Это смерть. И мы говорим «смерть», словно намерены поведать о сущности, знать которую нам не дано. И все же мы знаем ее, и знаем о том, что нам это ведомо. Ибо мы полагаем это знание неопровержимым. Это вопрос, на который не дано ни одного ответа: он ведет нас к множеству вопросов, а те, в свою очередь, ведут нас обратно к тому, что знать не дано. Мы можем сколько угодно вопрошать, но встает вопрос — о чем именно вопрошать. Ибо суть не только в жизни и смерти. Это смерть, и это — жизнь.

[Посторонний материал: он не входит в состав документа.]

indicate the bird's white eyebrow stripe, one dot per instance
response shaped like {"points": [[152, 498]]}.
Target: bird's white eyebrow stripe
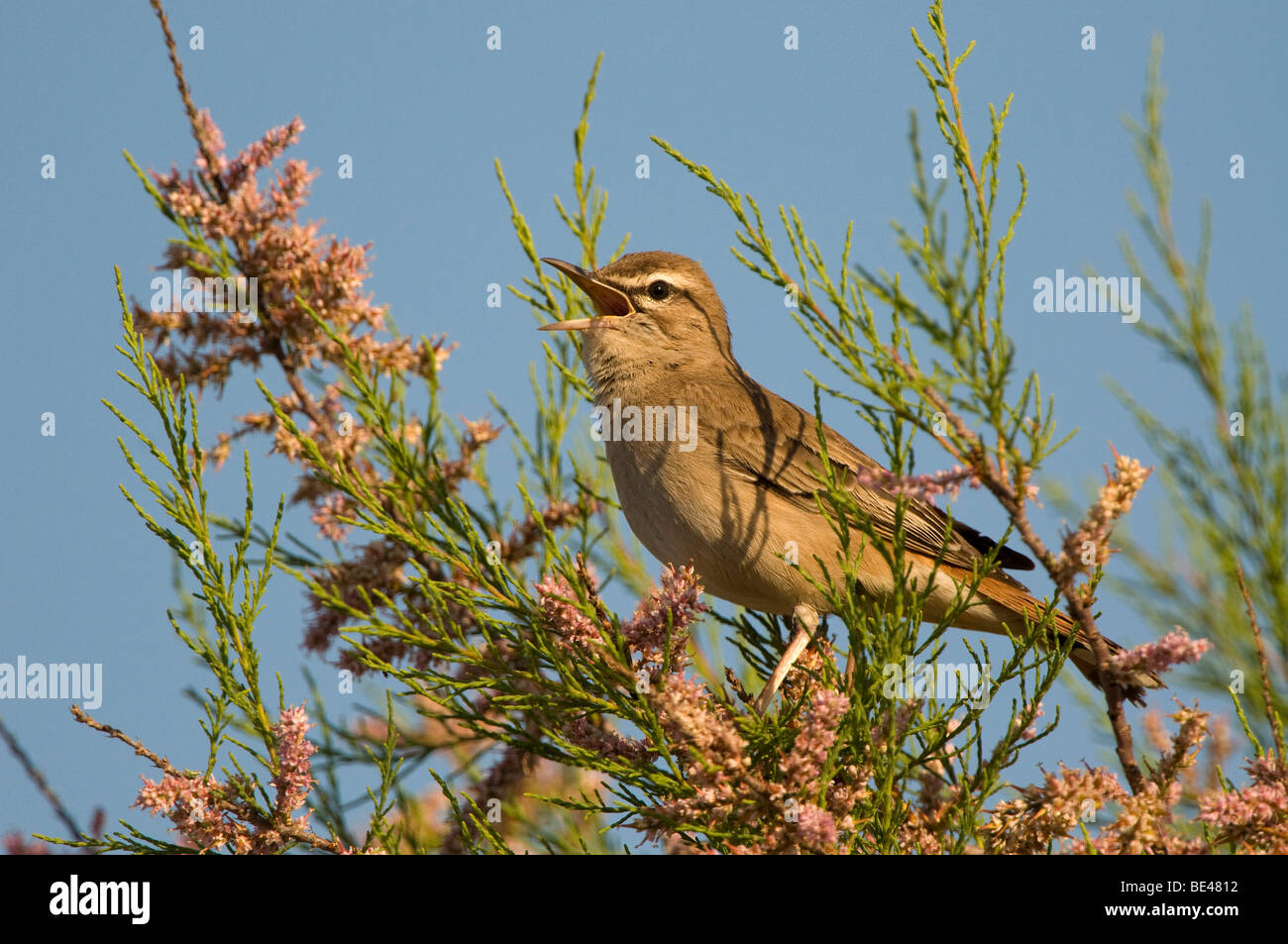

Каждое мгновение — возможность для появления того, чего нет. Из каждой мысли рождается ее противоположность. Из смерти он увидит, как выглядит жизнь. Точка, куда мы пришли, дарит цель, к которой можно двигаться дальше. Америка. И на пределе мысли, там, где новый мир превращает дряхлый и старый мир в ничто, присутствует точка, призванная обозначить локализацию смерти. Он уже коснулся тех берегов, и это виде́ние будет преследовать его до самого конца. Это Рай, Сад перед Грехопадением — и здесь зарождается мысль о том, что пределы — дальше, чем простирается понимание любого из нас. Этому человеку суждена смерть. Он не просто умрет — он будет убит. Ему отрубят голову топором.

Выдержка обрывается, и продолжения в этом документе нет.